Linear systems of ODEs can be solved using a matrix exponential. This can be considerably faster than using one of the ODE solvers.

The solution to $$\frac{d}{dt} y = ay$$ is $$y = y_0e^{at}$$, where the constant $$y_0$$ is determined by boundary conditions. We can extend this solution to the vector case: $\frac{d}{dt}y = A \, y$ where $$y$$ is now a vector of length $$n$$ and $$A$$ is an $$n$$ by $$n$$ matrix. The solution is then given by: $y = e^{tA} \, y_0$ where the matrix exponential is formally defined by the convergent power series: $e^{tA} = \sum_{n=0}^{\infty} \dfrac{tA^n}{n!} = I + tA + \frac{t^2A^2}{2!} + \dotsb$

We can apply this technique to the simple harmonic oscillator example, by setting $y = \begin{bmatrix} y_1 \\ y_2 \end{bmatrix} \qquad A = \begin{bmatrix} 0 & 1 \\ -1 & -\theta \end{bmatrix}$

The Stan model to simulate noisy observations using a matrix exponential function is given below.

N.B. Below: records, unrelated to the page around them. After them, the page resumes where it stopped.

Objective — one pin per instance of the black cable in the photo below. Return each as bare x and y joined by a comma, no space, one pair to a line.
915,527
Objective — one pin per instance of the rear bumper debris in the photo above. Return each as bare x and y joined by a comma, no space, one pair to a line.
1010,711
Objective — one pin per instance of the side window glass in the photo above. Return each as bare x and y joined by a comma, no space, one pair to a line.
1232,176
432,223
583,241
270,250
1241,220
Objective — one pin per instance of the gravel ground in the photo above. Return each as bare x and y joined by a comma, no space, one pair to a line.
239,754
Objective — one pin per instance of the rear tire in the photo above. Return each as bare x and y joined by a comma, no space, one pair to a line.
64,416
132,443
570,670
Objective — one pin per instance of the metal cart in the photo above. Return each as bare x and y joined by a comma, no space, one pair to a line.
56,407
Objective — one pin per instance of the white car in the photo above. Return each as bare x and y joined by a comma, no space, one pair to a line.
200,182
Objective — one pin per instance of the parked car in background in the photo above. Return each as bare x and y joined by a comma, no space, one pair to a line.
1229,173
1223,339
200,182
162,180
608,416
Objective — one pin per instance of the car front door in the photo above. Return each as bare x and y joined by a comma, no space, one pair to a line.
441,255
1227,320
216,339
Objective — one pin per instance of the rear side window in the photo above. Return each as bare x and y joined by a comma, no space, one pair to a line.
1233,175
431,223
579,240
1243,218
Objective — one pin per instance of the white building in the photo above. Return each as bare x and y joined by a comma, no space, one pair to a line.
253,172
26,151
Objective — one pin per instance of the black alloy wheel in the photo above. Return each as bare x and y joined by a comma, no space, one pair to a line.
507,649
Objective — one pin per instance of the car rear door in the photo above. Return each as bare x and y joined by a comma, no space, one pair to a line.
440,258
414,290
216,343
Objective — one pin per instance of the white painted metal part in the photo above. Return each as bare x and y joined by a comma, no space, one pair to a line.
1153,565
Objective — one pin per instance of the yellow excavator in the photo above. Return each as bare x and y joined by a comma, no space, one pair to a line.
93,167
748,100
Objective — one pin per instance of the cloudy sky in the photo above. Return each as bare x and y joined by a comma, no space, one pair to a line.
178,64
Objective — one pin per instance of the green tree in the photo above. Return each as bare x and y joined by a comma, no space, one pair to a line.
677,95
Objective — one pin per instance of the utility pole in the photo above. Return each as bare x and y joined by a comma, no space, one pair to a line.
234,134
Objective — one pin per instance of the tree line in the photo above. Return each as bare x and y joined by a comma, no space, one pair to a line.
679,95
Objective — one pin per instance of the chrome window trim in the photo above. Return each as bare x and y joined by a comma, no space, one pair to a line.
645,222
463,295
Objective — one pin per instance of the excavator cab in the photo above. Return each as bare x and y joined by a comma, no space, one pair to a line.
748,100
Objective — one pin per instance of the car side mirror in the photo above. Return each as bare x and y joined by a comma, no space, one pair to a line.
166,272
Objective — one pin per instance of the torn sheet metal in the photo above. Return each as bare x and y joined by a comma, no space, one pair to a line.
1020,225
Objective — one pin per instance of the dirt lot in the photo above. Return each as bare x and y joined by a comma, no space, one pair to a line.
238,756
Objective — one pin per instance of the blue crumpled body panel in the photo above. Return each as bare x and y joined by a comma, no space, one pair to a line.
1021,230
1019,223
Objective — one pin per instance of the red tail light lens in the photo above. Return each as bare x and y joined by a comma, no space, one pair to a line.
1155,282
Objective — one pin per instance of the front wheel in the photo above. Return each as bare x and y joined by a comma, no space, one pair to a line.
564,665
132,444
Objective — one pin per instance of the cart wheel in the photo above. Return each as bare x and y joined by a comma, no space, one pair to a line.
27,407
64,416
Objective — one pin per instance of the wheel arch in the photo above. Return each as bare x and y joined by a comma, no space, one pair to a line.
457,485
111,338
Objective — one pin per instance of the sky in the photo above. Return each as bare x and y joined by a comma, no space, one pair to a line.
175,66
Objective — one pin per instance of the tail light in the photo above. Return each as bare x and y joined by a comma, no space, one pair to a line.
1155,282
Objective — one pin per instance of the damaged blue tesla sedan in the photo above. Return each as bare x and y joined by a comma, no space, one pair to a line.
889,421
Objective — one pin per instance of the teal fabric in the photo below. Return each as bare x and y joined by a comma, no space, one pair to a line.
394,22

In general, computing a matrix exponential will be more efficient than using a numerical solver. We can however only apply this technique to systems of linear ODEs.

data {
int<lower=1> T;
vector[2] y0;
array[T] real ts;
array[1] real theta;
}
model {
}
generated quantities {
array[T] vector[2] y_sim;
matrix[2, 2] A = [[ 0,  1],
[-1, -theta[1]]]
for (t in 1:T) {
y_sim[t] = matrix_exp((t - 1) * A) * y0;
}